Для тех, кто не знает - это так раньше называлась истерия. Но истерики- то хитрые бестии и быстро учатся. Как только их мостики в дугу, слепота и параличи перестали производить впечатление, они напридумывали себе кучу новых малопонятных симптомов.
Лежит, бывало, одна подобная в палате, а через неделю у ее соседок уже все такие же симптомы. Да. И у нее, соответственно, ихние.
Очень трудно было с ними работать.
Лаской, лаской - и на выписку.
Но был у меня клиент, которому такая конверсия была ни к чему, ибо его сам Господь наградил-конвертировал в неразменную монету. Здоровый, косая сажень в плечах, наглый донельзя, глаза вытаращены и молодой совсем. Ему вырезали абсцесс мозга, и эта штуковина не повлияла ни на что, кроме левой руки.
Во всем здоровяк, а левая рука - словно плеть. И не придерешься.
Весь прямо лучится здоровьем.
И ведь ничем ему не помочь, рука не заработает.
Конечно, он был первым в очередь на цебребребрезин, и брекекекек, и прочие труднопроизносимые редкие препараты, и бабушек шугал из приемной, гаркал на них: тихо! Доктор работает!
Я его не переносил.
Он приходил без номера, запросто, без приглашения усаживался, швырял кепку на койку.

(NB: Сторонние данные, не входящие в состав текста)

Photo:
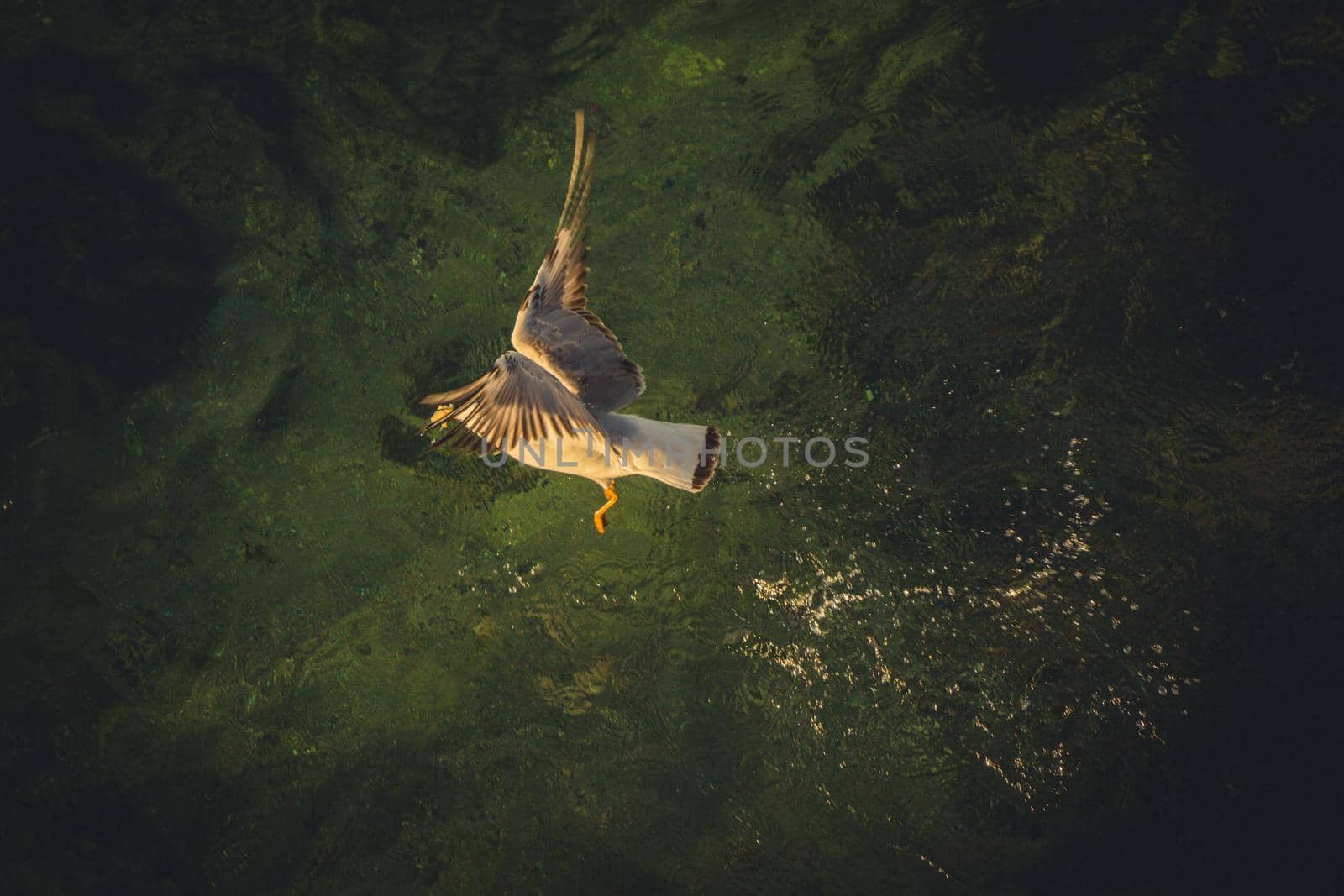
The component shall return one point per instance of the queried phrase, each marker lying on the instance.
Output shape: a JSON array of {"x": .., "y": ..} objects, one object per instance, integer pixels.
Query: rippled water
[{"x": 264, "y": 644}]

- Ну что, доктор, как она жизнь? С цебребребрезинчиком как?
Да будет, понятно. Тебе-то будет.
С рукой он своей обращался небрежно, как с девичьей косой. Закинет ее куда-нибудь или демонстративно упакует в карман. С победным при этом видом: вы, доктор, хотя и с рукой, но история нас рассудит...
- Ну, я пошел?
- Ступай, голубчик.
Хрустя яблоком, он выходил.
Сказано, в конце концов: если член тебе какой мешает - отсеки его. Вот ему и отсекли. А так бы мешал. Еще неизвестно, что бы он этой рукой натворил. Зато теперь может жить беззаботно, все несчастья уже позади, а жизнь - она ведь прекрасная, жизнь.